++ Night Caller, The ++
"The Night Caller" (US-Titel: "Blood Beast from Outer Space"), ein britischer Schwarzweiss-Film, enthält zumindest eine interessante und für seine Zeit originelle Idee, nämlich die des Transporters, und das ein Jahr, bevor Star Trek mit seiner Version dieser Technologie auf die Bildschirme kam. Der titelgebende Außerirdische kommt nämlich ausnahmsweise nicht mit einem Raumschiff angeflogen, sondern seine Rasse schickt eine Art Sonde, mit deren Hilfe er sich auf die Erde teleportieren kann.

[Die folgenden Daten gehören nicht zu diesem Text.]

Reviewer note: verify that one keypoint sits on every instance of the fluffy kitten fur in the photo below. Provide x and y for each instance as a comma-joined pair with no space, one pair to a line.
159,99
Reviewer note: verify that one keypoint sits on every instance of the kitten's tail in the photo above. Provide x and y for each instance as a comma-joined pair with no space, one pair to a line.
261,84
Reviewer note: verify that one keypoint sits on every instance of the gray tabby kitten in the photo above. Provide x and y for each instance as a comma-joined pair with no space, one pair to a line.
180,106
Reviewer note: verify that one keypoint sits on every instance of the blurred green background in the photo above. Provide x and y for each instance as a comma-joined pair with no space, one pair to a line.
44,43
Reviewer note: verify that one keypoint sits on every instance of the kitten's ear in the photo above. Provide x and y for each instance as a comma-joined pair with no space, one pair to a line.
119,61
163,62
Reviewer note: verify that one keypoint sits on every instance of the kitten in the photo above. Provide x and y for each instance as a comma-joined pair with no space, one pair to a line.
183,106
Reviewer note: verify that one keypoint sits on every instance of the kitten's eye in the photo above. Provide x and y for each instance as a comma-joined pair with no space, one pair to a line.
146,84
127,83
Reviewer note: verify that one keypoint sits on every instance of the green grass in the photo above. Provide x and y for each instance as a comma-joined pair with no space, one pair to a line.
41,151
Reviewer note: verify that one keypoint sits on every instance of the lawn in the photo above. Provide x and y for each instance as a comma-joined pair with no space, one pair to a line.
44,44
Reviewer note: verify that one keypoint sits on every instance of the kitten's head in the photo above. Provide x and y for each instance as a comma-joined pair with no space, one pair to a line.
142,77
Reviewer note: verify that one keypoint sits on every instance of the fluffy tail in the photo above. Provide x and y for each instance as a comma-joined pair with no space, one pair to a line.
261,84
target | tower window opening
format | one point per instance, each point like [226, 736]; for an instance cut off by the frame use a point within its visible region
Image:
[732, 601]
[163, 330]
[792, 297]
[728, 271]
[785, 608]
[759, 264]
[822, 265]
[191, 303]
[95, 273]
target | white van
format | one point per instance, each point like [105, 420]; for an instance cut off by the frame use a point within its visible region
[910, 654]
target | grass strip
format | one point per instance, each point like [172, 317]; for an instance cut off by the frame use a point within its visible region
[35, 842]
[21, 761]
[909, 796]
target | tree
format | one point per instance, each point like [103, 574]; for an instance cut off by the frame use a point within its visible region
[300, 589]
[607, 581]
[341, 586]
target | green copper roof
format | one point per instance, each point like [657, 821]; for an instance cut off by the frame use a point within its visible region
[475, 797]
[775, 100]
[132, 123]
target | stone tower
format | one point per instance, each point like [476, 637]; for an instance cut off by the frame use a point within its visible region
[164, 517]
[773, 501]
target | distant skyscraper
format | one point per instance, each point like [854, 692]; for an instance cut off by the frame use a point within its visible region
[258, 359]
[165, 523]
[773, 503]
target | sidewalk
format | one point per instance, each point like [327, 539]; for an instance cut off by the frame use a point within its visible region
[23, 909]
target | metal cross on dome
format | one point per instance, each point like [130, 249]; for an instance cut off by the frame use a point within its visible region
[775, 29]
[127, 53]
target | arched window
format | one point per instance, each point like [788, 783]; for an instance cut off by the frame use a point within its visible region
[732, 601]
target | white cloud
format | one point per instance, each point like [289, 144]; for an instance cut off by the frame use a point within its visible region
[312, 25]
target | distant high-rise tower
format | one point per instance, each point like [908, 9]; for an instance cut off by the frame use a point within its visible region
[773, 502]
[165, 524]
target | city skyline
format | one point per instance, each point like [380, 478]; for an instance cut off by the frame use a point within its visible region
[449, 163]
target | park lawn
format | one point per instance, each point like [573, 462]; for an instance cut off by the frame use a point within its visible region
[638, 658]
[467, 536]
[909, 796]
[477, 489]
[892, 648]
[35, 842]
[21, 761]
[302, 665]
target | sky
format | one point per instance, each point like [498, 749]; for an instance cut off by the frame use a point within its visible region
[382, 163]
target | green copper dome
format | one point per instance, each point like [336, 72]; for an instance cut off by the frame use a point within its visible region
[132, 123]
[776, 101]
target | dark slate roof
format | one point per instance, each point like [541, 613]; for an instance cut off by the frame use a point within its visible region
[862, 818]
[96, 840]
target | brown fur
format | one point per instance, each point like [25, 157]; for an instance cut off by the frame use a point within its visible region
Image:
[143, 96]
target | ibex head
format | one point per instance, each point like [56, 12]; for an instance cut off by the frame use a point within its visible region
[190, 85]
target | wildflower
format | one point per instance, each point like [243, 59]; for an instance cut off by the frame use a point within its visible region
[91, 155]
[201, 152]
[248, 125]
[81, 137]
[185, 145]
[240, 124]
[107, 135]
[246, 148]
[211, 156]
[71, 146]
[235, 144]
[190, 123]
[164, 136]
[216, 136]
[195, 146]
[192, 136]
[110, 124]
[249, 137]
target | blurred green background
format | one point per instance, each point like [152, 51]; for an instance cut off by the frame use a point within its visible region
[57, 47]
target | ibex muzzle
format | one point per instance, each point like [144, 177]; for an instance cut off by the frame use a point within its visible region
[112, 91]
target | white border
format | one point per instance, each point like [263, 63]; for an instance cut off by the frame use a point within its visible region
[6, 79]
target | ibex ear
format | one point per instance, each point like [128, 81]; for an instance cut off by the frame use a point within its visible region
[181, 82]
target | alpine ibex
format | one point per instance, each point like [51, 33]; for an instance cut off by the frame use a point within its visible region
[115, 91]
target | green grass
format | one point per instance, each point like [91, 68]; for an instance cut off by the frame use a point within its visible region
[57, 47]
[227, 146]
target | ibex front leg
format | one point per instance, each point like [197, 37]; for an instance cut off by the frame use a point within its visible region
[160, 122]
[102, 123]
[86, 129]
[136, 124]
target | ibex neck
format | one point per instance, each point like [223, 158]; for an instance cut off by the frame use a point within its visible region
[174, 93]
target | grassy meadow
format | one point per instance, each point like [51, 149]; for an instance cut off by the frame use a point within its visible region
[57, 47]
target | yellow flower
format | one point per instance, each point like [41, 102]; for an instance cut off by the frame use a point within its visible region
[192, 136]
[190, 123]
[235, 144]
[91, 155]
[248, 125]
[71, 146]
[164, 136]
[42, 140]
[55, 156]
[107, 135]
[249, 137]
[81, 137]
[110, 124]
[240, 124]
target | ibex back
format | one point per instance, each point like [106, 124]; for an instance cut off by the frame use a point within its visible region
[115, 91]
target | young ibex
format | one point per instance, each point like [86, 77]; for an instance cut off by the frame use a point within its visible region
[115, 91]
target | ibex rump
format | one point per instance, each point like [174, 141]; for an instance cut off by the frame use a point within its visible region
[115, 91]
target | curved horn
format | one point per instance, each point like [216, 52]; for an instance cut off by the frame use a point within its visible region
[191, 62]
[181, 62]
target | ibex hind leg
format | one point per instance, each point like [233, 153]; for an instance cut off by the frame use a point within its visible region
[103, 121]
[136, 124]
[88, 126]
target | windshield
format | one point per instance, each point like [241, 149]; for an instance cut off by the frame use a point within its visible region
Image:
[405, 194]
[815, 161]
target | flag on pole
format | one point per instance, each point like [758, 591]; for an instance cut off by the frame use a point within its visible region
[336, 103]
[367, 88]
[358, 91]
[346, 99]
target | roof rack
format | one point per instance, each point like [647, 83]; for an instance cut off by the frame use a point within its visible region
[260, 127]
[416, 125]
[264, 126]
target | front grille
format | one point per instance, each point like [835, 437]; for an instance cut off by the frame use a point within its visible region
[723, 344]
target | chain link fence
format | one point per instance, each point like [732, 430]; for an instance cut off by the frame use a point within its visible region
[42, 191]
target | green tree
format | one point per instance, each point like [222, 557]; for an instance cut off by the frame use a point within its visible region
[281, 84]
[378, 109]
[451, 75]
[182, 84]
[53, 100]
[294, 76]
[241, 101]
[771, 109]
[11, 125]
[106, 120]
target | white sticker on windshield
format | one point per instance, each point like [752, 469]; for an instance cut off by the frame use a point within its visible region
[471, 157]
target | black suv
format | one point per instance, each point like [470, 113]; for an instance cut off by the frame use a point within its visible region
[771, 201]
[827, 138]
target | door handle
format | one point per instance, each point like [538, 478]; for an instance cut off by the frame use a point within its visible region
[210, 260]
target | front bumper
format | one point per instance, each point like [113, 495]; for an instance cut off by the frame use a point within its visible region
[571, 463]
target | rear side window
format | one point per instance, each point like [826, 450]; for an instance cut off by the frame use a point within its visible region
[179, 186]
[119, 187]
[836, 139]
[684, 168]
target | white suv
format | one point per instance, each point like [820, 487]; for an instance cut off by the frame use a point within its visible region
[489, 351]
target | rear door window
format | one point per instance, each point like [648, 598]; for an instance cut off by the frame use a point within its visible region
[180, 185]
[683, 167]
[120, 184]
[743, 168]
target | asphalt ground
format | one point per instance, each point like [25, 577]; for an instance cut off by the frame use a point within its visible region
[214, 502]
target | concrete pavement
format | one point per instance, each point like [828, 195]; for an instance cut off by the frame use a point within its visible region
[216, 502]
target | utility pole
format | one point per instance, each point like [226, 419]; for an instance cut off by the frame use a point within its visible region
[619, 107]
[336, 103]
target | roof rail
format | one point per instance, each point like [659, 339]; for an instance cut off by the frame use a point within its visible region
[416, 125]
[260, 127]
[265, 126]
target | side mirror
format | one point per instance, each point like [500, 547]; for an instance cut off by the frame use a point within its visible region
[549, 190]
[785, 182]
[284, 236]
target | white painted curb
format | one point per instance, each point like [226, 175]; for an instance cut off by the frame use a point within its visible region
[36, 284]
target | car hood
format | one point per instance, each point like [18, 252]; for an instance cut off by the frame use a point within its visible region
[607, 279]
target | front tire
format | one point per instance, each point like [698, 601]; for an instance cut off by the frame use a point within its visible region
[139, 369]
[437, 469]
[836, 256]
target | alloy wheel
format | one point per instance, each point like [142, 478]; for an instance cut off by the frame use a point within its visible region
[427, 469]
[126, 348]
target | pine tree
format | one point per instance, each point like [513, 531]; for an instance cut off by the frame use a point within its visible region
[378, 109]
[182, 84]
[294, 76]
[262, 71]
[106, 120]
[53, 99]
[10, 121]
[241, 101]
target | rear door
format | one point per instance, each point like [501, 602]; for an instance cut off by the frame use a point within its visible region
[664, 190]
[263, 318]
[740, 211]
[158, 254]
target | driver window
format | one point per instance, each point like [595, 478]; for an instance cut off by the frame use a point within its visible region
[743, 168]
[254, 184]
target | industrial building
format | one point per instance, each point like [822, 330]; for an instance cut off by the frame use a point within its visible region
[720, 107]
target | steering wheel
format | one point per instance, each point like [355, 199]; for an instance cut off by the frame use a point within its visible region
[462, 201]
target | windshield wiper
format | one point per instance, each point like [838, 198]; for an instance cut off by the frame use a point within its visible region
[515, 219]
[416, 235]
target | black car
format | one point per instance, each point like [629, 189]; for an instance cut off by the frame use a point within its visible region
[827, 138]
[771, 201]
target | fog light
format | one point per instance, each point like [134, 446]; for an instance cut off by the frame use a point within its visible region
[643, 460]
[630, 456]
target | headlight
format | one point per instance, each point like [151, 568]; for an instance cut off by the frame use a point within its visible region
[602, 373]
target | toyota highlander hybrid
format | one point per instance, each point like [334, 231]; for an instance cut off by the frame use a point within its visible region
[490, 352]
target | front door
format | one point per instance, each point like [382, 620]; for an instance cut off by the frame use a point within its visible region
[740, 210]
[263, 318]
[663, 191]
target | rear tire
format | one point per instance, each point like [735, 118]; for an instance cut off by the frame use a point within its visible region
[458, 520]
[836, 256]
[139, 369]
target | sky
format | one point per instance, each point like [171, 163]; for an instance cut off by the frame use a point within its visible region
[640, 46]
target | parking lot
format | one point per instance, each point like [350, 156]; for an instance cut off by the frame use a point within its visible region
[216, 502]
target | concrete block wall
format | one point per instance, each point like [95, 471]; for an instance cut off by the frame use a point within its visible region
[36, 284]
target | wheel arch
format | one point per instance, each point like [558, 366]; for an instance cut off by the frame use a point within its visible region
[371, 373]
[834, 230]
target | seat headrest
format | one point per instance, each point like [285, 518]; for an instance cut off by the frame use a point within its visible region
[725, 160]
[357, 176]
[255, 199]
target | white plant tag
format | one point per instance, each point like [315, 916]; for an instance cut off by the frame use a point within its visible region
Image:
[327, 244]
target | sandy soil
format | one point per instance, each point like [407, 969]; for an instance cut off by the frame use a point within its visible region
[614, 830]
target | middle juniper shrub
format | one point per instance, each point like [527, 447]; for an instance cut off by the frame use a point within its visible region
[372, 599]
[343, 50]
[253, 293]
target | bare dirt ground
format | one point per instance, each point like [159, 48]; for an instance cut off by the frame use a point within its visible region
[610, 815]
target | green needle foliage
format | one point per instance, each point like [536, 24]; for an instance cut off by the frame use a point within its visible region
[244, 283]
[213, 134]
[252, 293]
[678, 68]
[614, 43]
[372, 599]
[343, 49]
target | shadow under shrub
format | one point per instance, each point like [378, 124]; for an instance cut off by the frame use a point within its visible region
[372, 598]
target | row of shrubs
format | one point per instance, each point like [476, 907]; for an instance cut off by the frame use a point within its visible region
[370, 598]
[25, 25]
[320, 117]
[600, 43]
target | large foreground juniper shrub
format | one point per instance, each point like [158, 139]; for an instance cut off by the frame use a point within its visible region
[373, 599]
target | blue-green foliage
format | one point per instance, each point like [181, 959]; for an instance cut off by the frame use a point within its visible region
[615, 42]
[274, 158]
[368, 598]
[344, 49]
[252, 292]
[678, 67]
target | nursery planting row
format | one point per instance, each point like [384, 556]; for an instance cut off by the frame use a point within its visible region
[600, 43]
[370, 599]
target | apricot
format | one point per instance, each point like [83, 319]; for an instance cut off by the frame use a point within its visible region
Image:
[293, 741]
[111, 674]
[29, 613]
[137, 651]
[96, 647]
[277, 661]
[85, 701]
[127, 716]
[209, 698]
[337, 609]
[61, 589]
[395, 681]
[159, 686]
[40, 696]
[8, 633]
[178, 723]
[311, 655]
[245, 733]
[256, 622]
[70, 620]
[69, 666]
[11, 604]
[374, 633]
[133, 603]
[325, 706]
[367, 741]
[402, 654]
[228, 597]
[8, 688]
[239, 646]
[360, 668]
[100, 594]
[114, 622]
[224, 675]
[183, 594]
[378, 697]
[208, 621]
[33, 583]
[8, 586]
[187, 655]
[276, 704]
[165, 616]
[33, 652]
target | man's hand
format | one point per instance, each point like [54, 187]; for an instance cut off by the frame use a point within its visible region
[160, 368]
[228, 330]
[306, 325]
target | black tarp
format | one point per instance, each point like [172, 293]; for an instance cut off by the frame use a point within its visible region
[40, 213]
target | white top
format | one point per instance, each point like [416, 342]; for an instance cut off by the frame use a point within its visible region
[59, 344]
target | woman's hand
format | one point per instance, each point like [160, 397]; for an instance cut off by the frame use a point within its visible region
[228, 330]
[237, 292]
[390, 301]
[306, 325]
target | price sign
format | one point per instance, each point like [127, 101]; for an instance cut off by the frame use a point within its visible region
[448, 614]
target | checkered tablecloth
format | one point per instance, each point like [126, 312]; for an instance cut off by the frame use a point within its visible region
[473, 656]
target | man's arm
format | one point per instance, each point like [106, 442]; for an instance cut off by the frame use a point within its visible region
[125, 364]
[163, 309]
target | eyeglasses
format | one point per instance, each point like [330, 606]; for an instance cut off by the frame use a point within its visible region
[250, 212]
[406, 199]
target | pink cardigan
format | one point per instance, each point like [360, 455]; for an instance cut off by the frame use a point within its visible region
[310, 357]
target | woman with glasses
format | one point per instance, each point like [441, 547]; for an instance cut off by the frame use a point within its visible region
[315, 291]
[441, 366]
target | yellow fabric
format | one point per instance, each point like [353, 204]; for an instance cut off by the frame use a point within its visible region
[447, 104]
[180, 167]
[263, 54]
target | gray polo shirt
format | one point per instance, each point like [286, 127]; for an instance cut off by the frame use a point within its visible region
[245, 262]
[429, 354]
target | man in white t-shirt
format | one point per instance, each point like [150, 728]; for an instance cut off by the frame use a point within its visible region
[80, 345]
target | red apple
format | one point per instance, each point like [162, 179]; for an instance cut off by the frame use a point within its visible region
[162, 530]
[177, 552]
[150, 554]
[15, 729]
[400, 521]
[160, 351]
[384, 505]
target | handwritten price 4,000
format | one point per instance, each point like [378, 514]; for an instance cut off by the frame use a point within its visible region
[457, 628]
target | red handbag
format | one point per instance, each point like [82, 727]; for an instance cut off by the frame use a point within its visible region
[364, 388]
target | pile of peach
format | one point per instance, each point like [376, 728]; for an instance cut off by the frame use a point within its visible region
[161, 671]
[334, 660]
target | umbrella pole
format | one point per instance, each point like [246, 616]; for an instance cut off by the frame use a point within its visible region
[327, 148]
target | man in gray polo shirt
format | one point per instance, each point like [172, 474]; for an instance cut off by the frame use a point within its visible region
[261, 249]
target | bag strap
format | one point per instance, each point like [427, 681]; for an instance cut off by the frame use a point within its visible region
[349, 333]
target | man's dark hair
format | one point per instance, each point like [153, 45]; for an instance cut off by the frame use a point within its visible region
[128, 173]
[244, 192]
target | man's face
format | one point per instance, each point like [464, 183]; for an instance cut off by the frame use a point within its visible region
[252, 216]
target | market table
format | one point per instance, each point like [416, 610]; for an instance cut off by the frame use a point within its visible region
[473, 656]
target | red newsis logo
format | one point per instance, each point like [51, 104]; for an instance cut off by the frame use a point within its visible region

Die restliche Geschichte ist leider weniger originell, sondern eher Groschenheft-Material: Die Bewohner des Jupiter-Monds Ganymed sind auf der Suche nach jungen, gut gebauten und gebärfähigen Damen, die ihnen helfen können, ihre unschön mutierte Rasse genetisch wieder auf Kurs zu bringen. Um solche zu finden, schaltet der Gesandte Kleinanzeigen im Magazin "Bikini Girl", in denen Models gesucht werden. Natürlich verschwinden die jungen Frauen spurlos, die sich darauf melden, und eine Koalition aus Wissenschaftlern und Militärs - auch eine Standard-Konstellation, hier allerdings ohne Konflikte zwischen den beiden Parteien - kommt dem Treiben des Aliens schließlich auf die Schliche, kann ihn aber schlussendlich nicht stellen. Eine der Hauptrollen des Films, der Wissenschaftler Dr. Jack Costain, wird übrigens gespielt von John Saxon, später einer der Astronauten in "Queen of Blood".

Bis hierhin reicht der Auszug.